According to a document available with Wealth Pakistan, capacity charges stood at Rs1.430 trillion till April FY26, compared with energy charges of Rs1.023 trillion. Total generation cost during the 10 months reached Rs2.454 trillion. This means capacity payments accounted for 58% of total generation costs, while energy charges made up 42%.
Capacity charges are fixed payments made to power producers for keeping generation capacity available, whether or not electricity is fully purchased from them. Energy charges, on the other hand, are linked to actual electricity generation and fuel use. The latest figures show that fixed capacity payments have remained the dominant component of power generation costs.
The trend has become more visible over the last few years. In FY22, capacity charges were Rs829.108 billion against energy charges of Rs1.488 trillion, meaning energy charges were the larger part of the generation cost. However, the position changed in FY23 when capacity charges rose sharply to Rs1.306 trillion, slightly higher than energy charges of Rs1.271 trillion.

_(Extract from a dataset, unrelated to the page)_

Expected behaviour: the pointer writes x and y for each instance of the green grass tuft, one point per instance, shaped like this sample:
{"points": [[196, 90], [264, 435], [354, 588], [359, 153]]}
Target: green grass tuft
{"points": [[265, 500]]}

The burden increased further in FY24, when capacity charges climbed to Rs1.902 trillion, while energy charges declined to Rs1.189 trillion. Total generation cost also peaked at Rs3.091 trillion in FY24. In FY25, capacity charges eased slightly to Rs1.807 trillion, but they remained far above energy charges of Rs1.149 trillion.
The data show that from FY22 to FY25, capacity charges more than doubled, rising from Rs829 billion to Rs1.807 trillion. During the same period, energy charges declined from Rs1.488 trillion to Rs1.149 trillion. This shift indicates that the cost pressure in the power sector increasingly comes from fixed payments rather than the cost of actual electricity generation.
For FY26 through April, the Rs1.430 trillion capacity charge bill has already reached about 79% of the FY25 full-year level. Total generation cost for the 10 months has also reached Rs2.454 trillion, equivalent to around 83% of the previous full-year cost.
Cumulatively, from FY22 to April FY26, total generation cost stood at Rs13.397 trillion. Out of this, capacity charges accounted for Rs7.276 trillion, while energy charges stood at Rs6.122 trillion. This means capacity charges made up more than half of the total generation cost during the period.
The figures highlight a major structural challenge for Pakistan's power sector. Even when energy charges decline, electricity costs may not fall significantly if capacity payments remain high. For consumers and policymakers, the key issue is no longer only fuel cost, but the growing weight of fixed generation payments in the overall power tariff.